Das ist ohne Frage Akzeptanz in der Gesellschaft und dafür braucht es Sichtbarkeit und Aufklärungsarbeit. Wir leben in einer Welt voller Veränderungen und wenn dann auch scheinbar feststehende Dinge, wie Geschlechtszugehörigkeit, aufweichen und nicht mehr alle das klassische Familienbild leben, macht das natürlich erstmal Sorge. Das verstehe ich gut! Ich habe den Eindruck, dass die meisten Menschen offen sind, aber es gibt zu wenige Möglichkeiten miteinander ins Gespräch zu kommen. Deshalb müssen wir Raum schaffen, in dem man sich vorurteilsfrei begegnen kann. Auch die queere Community muss dafür offener werden und die Komfortzone verlassen. Wir müssen miteinander sprechen und nicht übereinander.
Sie haben in wenigen Jahren viel verändert und erreicht.

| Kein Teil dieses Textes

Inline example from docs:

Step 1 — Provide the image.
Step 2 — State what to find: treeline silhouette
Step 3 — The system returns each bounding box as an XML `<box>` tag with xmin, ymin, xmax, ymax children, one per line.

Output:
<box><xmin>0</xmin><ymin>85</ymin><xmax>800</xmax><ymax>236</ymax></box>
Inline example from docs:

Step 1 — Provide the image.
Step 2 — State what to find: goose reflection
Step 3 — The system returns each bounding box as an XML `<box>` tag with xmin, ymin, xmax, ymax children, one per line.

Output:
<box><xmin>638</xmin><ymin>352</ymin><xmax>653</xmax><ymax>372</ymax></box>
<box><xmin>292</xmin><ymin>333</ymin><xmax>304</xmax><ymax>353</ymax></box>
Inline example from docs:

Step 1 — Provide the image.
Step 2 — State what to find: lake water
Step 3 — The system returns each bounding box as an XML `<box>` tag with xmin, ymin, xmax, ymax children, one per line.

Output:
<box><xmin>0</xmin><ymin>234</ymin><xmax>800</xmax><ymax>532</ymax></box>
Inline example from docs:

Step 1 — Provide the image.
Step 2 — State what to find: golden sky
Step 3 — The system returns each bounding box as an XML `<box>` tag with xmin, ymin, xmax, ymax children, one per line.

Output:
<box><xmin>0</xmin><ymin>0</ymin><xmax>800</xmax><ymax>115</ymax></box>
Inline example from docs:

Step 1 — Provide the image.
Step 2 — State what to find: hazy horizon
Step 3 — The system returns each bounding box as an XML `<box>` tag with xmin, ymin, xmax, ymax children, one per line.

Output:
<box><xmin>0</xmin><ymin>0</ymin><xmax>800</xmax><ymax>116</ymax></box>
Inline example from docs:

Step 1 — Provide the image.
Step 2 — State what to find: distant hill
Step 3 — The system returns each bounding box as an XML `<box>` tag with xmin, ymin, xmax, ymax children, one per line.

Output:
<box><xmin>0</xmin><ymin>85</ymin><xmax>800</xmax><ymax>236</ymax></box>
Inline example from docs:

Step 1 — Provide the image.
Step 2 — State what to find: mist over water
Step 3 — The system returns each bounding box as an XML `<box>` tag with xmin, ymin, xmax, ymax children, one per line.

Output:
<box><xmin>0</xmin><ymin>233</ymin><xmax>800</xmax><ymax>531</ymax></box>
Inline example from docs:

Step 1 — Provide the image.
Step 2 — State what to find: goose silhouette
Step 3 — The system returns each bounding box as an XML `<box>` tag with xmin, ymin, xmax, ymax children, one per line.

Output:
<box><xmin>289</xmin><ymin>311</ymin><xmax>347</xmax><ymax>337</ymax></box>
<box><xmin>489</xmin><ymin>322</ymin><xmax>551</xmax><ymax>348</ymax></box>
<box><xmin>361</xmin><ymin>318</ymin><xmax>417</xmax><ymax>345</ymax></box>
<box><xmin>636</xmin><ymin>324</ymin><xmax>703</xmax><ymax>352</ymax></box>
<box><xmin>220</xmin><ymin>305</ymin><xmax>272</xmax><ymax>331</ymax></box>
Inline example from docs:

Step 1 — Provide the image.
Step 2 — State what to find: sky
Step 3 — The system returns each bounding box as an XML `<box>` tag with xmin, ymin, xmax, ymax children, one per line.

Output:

Worauf sind Sie besonders stolz?
Wenn man etwas so Fundamentales wie sein Geschlecht hinterfragt, bringt das einiges an Transformation mit sich. Ich habe mit der Transition gelernt zu mir zu stehen und kann heute sagen, dass ich zu mir gefunden habe und ich weiß, wer ich bin. Ich muss mich nicht verstellen und niemandem gefallen. Das war harte Arbeit, denn mein ganzes Weltbild hat sich dadurch verändert.
Was motiviert Sie? Was gibt Ihnen die Kraft weiterzumachen?
Es sind die Momente, in denen man etwas bewegt. Erst gestern hat ein Pärchen aus Texas den Weg zu unserem offenen Treff gefunden. Sie sind kurz vor der Pandemie nach Berlin gekommen und haben in der schwierigen Zeit keinen Anschluss finden können. Das Treffen war sehr emotional. Das sind die schönen Momente, die mir die Kraft geben, weiterzumachen. Dadurch fühle ich mich gebraucht und sehe die Erfolge meiner Arbeit.
Wir bedanken uns für das inspirierende Gespräch und sind sehr dankbar, dass Sarah Pfeiffer die Stephanus-Stiftung tatkräftig unterstützt.
Wer neue Kontakte knüpfen und sich vernetzen möchte, kann sich gerne dem offenen Treff „Queers & Friends“ an jedem zweiten und vierten Mittwoch im Monat von 19.00 Uhr - 22.00 Uhr im CAFE Köpenick anschließen.
Immer dienstags findet im CAFE Köpenick von 18.00 Uhr - 20.00 Uhr ein FLINTA* Empowerment Workshop statt. Mit Kraft- und Technikübungen sowie Einsatz der eigenen Stimme und Körperhaltung werden Selbstbehauptung und Selbstvertrauen gestärkt.